Of those deported this year, 55 percent had criminal records. That is higher than the 53 percent in 2012, but less than the 56.7 percent in 2011.
The numbers have been released at a time when the immigration issue is dominating Capitol Hill.
The Senate passed an immigration bill to legalize illegal immigrants and even to let some previously deported illegal immigrants apply to come back into the U.S. under the same terms. But prospects for getting a similar bill out of the House and striking a final compromise are increasingly dim.
On Monday, Senate Majority Leader Harry Reid, Nevada Democrat, demanded that the House take and pass the Senate bill as is, but House Speaker John A. Boehner, Ohio Republican, laughed off that suggestion, saying the Senate bill puts illegal immigrants ahead of security.
“I’ve made it clear, and I’ll make it clear again: The House does not intend to take up the Senate bill,” Mr. Boehner said. “The American people expect that we’ll have strong border security in place before we begin the process of legalizing and fixing our legal immigration system.”
The Obama administration contends it has enough funding to deport about 400,000 people each year, and Mr. Obama said his agents should focus on deporting those with the most serious criminal histories or other priority categories. ICE issued several memos making most rank-and-file illegal immigrants exempt from deportation.

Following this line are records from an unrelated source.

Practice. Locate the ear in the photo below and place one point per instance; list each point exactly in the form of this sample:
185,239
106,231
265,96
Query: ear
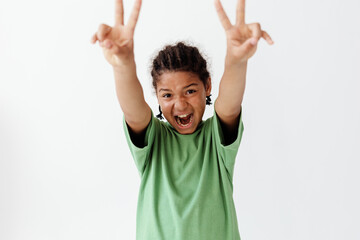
208,87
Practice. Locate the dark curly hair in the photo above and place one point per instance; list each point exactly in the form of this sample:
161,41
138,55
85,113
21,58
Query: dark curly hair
179,57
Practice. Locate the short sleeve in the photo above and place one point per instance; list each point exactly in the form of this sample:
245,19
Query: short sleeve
227,153
141,155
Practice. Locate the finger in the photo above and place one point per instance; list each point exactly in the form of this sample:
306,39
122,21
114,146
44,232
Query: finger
267,37
119,12
255,30
247,46
222,15
240,13
103,31
134,15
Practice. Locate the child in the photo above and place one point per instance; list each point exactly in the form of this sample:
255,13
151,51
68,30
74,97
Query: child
186,165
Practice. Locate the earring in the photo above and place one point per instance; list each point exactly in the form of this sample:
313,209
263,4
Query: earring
159,116
208,100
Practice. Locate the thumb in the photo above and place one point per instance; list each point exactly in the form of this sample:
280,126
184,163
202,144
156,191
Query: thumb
249,44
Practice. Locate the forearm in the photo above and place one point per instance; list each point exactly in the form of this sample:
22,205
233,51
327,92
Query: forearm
231,89
130,94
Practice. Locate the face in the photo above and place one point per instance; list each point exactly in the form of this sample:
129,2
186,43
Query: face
182,98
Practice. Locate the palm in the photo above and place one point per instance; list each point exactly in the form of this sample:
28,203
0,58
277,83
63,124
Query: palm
117,41
240,35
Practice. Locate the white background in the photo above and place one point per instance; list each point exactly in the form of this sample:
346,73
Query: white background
65,168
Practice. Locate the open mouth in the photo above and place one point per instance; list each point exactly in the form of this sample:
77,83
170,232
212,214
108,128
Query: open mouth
185,120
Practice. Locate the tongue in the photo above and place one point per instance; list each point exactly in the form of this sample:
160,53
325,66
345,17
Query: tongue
185,120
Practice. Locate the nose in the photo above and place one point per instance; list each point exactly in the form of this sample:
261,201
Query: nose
181,104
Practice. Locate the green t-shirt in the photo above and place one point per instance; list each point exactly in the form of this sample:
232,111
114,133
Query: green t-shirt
186,190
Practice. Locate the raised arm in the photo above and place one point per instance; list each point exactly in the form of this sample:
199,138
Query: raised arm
118,48
242,42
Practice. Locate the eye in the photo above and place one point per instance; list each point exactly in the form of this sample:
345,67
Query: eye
166,95
191,91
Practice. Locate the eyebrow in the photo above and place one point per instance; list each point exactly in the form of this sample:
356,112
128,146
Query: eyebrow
190,85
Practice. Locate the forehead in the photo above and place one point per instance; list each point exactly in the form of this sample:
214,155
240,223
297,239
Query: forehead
177,80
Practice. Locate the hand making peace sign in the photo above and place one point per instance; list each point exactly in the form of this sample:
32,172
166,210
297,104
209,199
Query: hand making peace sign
241,38
117,42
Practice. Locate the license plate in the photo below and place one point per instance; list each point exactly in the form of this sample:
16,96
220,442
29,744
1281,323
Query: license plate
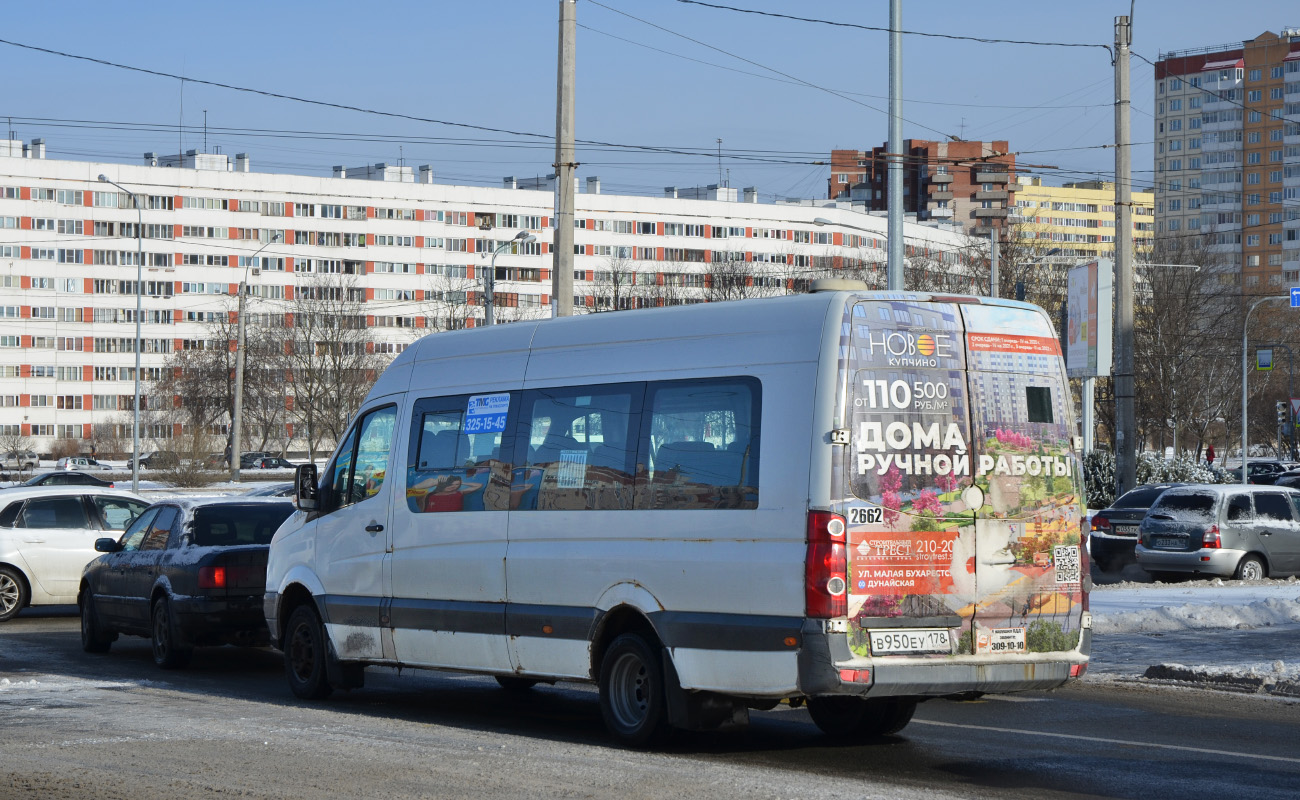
910,640
1000,640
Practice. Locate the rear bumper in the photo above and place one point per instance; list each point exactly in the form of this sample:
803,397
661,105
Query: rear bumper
1106,548
220,619
828,667
1209,561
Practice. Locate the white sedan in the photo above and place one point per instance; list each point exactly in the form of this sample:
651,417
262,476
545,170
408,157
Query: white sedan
47,537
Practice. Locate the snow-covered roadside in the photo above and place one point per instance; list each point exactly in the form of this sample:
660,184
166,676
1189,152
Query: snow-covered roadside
1214,634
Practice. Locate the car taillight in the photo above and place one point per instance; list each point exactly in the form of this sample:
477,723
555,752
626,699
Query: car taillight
1212,537
826,580
212,578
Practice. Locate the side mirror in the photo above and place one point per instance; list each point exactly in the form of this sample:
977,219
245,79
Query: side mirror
306,493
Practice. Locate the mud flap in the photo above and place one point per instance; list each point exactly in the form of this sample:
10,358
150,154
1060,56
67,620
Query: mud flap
342,675
700,710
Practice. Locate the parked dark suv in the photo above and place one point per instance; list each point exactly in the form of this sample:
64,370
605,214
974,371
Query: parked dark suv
1233,531
1114,531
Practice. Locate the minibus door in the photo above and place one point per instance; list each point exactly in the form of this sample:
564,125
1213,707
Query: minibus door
352,537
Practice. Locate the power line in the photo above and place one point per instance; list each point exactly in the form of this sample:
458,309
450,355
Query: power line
858,94
801,81
906,33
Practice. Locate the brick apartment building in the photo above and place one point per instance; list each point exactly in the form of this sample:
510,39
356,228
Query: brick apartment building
969,184
1227,154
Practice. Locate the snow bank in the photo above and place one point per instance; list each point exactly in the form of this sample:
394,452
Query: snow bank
1268,678
1135,608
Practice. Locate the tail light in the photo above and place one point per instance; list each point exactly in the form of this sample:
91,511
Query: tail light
826,580
1212,537
212,578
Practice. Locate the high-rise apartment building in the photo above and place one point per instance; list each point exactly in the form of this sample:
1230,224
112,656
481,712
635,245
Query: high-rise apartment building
410,254
969,184
1227,154
1079,219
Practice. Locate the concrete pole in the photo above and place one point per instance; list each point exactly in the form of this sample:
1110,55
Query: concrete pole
1126,418
566,164
992,263
895,187
237,418
1246,373
139,342
1090,414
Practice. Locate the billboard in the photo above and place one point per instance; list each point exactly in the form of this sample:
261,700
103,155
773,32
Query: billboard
1088,319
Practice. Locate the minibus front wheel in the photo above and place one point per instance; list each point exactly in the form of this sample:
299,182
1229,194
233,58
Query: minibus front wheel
632,692
306,653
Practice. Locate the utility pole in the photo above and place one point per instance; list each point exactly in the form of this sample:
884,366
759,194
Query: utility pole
992,263
896,211
562,269
1126,418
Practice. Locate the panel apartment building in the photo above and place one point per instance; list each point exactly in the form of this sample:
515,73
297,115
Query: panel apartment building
416,253
1227,154
966,184
1078,217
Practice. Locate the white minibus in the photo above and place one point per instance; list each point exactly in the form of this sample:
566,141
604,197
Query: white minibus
848,500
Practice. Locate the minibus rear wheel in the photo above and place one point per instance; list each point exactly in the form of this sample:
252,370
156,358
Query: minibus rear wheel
632,692
858,718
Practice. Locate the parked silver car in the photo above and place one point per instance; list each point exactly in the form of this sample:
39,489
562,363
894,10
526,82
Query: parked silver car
1231,531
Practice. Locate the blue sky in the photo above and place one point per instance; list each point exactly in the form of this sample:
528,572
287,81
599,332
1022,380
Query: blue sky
661,74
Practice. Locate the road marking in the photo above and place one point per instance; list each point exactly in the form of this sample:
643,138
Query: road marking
1091,739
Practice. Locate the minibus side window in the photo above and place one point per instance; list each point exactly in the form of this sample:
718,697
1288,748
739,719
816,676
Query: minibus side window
577,448
455,454
701,445
360,466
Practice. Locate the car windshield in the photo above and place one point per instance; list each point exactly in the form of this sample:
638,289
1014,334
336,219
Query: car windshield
1184,506
238,523
1140,497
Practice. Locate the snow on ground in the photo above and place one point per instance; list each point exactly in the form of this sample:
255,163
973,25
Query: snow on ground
1148,608
1231,635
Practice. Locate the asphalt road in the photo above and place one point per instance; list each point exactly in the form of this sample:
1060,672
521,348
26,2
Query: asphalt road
116,727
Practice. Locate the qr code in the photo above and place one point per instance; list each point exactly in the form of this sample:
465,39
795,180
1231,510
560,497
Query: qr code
1066,558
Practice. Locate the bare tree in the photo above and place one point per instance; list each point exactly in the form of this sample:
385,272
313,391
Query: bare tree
14,449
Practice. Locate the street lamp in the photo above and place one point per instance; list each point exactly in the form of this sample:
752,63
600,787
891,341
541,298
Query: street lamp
490,282
139,312
237,418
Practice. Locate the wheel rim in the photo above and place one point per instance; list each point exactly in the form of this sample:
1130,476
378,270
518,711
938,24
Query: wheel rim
302,652
8,593
629,691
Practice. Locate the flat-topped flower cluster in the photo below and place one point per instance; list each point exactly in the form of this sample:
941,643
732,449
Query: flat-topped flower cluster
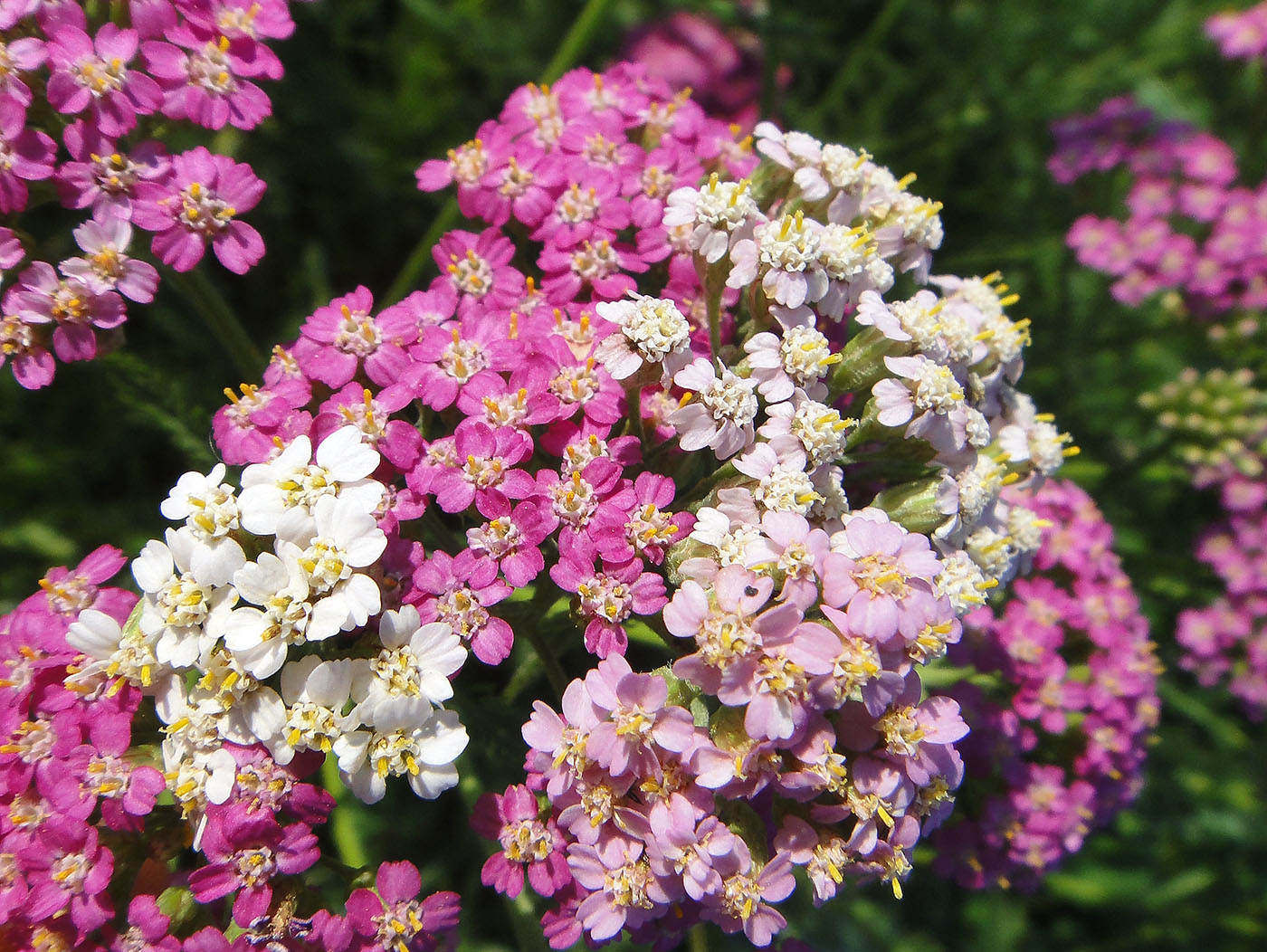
1063,728
84,90
707,429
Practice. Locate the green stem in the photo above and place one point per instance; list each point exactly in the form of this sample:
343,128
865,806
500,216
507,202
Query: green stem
570,48
576,40
417,262
205,298
713,312
548,658
344,828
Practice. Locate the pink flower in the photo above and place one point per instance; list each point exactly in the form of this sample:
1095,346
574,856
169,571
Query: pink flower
203,76
25,155
395,918
107,266
92,73
529,846
200,202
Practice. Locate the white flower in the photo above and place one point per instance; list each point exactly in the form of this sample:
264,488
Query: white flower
415,661
211,514
403,746
316,693
294,480
327,550
114,652
260,638
716,214
781,487
652,331
183,610
722,416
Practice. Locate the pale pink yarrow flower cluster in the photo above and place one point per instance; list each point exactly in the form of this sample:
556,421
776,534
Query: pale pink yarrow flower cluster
664,310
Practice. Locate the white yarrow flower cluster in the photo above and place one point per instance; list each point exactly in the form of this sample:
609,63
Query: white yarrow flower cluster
224,644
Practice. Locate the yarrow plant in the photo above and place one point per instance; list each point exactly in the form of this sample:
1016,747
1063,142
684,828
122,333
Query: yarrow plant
686,412
1196,234
85,91
1062,731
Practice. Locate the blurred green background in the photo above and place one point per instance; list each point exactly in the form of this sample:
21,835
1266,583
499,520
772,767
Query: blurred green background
959,91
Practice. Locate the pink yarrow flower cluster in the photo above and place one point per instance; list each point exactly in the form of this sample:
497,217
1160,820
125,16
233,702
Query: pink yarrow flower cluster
1190,227
1226,642
67,784
110,76
599,483
1064,728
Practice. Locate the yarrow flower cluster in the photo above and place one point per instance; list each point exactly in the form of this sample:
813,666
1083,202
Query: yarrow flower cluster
1188,230
84,88
84,802
1241,35
1228,639
1214,418
686,417
1058,739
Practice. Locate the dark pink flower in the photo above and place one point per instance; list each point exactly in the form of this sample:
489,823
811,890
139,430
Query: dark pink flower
200,202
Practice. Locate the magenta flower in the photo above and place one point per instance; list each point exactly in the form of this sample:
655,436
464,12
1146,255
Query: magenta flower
100,176
244,851
608,597
198,203
70,871
342,336
92,73
393,919
459,591
529,846
25,155
205,78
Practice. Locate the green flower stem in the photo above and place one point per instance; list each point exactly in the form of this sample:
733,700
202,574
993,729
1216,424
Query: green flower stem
846,76
576,40
417,262
202,294
529,629
570,50
345,828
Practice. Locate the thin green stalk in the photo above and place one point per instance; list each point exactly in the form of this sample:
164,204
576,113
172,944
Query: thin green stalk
576,40
344,828
548,660
715,319
205,298
417,262
570,50
849,71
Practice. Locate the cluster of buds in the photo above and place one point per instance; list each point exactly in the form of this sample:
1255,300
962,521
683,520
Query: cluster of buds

The most famous of those memos was issued last year and carved out so-called Dreamers, the young adults who arrived in the U.S. as children. The administration said Dreamers should not be deported and should be given work permits.
Groups that want a crackdown argue that the administration is artificially boosting its deportation statistics and say the real number being deported from the interior of the U.S. is much lower.
But immigrant rights groups say the figures show the administration is deporting many people without criminal records, which contradicts what the administration says is its position.
According to ICE statistics, the administration had deported 110,937 people who didn’t have criminal records between Oct. 1 and June 1, which comprise the first eight months of fiscal 2013.
In a statement, ICE said it is trying to balance its goals.
“U.S. Immigration and Customs Enforcement is focused on sensible, effective immigration enforcement that prioritizes the removal of criminal aliens and egregious immigration law violators,” an agency spokeswoman said.
The administration also argues that many of those it is deporting without criminal records still meet its other “priority” categories, which include fugitives who are ignoring deportation orders or repeatedly break immigration laws.